The worker bee is the familiar honey bee which you see everywhere collecting nectar and pollen from flowers. Of the three castes of bee she makes up about 99% of 40,000 to 80,000 individuals in a strong hive.

When you get stung by a bee, this is the culprit. She is aptly named, since she literally does ALL the work.

worker honey bee on flower

Once the egg hatches, the larva is fed royal jelly for two days. On the sixth day she is weaned off royal jelly onto a mixture of pollen and nectar, bee bread. The bee bread is fed for about another three days after which the cell is capped.

The larva then metamorphoses into an adult bee, emerging between 18 and 22 days after its egg was laid, weighing approximately 1,000 time as much.

When a worker bee hatches, cleaning of the brood cells for about 3 days is the first of many tasks. She will then nurse the brood for several days. From about aged 10 days until 20 days she will engage in building comb, pollen reception and storage. For a day or so she will be on guard duty, repelling attacks from wasps, hornets or bees from other colonies.




This is a good example of bees failure to observe the rules rigidly. Sometimes strange bees are let in. In a line of hives, often the hive at one end will lose bees and the one at the other end will increase its population.

Despite the guards at the entrance, if a bee from another hive turns up at the entrance with pollen or nectar it’s allowed in. I think of it analogous to someone coming to your door, unexpectedly, with a bottle of wine and a potluck dish, of course you let them in!

The final task is foraging for pollen and nectar outside the hive. She will continue foraging until she dies.

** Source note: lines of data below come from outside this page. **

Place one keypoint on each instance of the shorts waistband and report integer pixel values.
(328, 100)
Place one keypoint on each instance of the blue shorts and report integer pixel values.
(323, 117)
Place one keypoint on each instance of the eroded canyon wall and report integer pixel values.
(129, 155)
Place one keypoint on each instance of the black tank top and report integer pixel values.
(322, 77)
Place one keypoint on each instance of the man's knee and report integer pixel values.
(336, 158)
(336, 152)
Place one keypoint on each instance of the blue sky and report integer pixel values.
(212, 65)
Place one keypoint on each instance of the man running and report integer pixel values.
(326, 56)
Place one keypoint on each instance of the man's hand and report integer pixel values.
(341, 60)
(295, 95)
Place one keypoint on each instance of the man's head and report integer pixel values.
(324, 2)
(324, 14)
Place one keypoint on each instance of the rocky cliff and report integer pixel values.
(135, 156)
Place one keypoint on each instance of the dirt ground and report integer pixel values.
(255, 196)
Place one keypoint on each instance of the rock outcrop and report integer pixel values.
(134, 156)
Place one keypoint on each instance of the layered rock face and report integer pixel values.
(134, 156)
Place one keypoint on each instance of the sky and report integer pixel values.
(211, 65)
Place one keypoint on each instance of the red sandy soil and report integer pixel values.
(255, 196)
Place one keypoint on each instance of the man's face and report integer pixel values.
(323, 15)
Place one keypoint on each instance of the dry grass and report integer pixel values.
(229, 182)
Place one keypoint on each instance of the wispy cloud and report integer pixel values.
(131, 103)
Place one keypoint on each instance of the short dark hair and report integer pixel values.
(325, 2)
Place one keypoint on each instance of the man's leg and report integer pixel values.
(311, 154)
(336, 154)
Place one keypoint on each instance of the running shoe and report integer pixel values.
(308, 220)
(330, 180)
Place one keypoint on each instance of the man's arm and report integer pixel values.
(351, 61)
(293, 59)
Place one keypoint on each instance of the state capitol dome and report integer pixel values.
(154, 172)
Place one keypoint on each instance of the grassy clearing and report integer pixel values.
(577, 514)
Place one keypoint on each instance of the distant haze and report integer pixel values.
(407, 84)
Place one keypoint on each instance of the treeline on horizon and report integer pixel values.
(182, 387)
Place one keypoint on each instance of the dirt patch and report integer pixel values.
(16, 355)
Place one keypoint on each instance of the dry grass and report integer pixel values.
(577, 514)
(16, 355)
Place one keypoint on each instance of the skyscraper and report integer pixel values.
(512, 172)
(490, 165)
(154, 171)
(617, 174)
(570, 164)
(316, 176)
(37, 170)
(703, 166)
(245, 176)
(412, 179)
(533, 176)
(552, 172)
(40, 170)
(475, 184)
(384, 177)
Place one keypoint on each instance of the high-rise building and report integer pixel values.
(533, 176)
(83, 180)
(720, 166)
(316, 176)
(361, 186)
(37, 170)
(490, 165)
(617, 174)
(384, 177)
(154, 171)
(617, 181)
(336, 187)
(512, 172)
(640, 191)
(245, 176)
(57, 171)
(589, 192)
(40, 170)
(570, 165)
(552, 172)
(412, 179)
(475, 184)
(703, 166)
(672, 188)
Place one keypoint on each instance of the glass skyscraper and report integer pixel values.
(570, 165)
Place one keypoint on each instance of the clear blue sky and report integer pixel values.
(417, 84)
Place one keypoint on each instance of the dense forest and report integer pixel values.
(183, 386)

The time an individual spends at one stage depends largely on the hive’s need. If forage is desperately required, the other stages will be shortened or even skipped entirely. How the hive achieves this is not yet understood, but is another example of the honey bee’s tremendous survival skills. Not so surprising that they are believed to have been around for 30 million years.

In the peak of the summer, when the nectar flow is at it’s most abundant, her life-span will be as short as 6 weeks. She literally works herself to death. In the winter a worker bee will have nothing much to do, so will live for perhaps as long as six months.